Yoda didn't reply. Instead he pointed with his stick to Palo's Home for Solstice Night resting on its doily. "Art, craft, what difference between them is there?"
This I can answer. "None, Yoda, not to me, at least. The effort to complete one's vision is the same. Perfection must be reached by both the craftsperson and the artist." Palo knew the dangers of being a perfectionist. As one of his art teachers had impressed upon him, the hardest part of doing art was knowing when to quit. He had become a dealer in addition to being an artist to expand his business skills beyond their larval state. So far, he hadn't become disillusioned with art or the business of it.
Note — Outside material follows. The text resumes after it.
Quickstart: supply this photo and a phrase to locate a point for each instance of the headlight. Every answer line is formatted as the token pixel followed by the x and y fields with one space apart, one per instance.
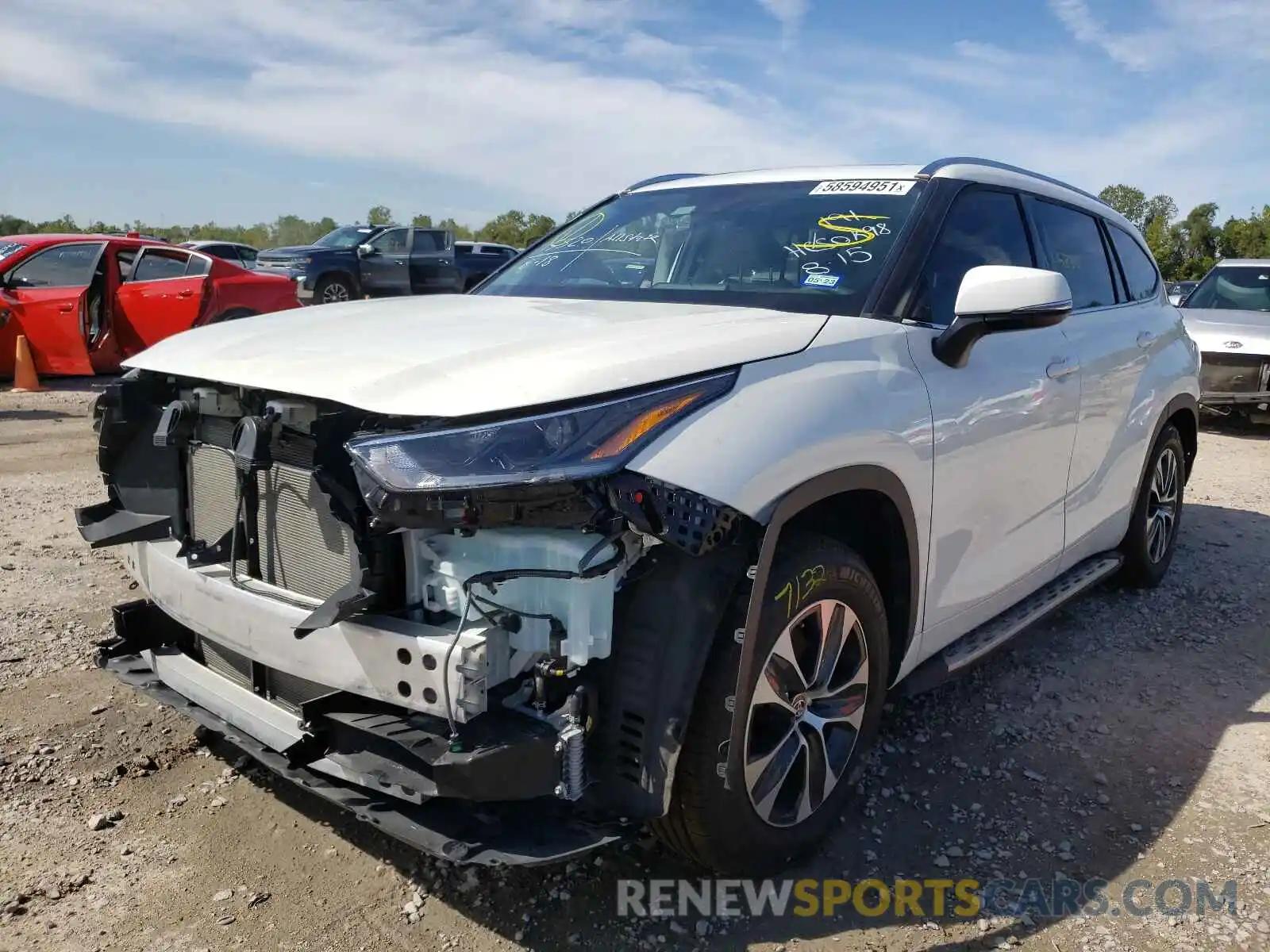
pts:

Padmé interrupted. "Please use his title, Palo."
"Oh, of course. I apologize, Master Yoda." She's defending him. This can't be what it seems like.
Yoda pushed on, coming closer to Padmé's knee and giving it a light tap with his gimer stick. It was nearly a caress. "My politician friend, steeped in the niceties of living, she is, Palo of Naboo. If only all beings shared her sense of fairness, of justice, of ... beauty ... as I hope you do. This plan will put your aesthetic sense to good practical use, if choose to help us, you do."
Palo was intrigued despite himself. Three hours until my transport leaves. May as well listen. You picked this holiday of all holidays to ask me this, clever as always, Padmé, girl.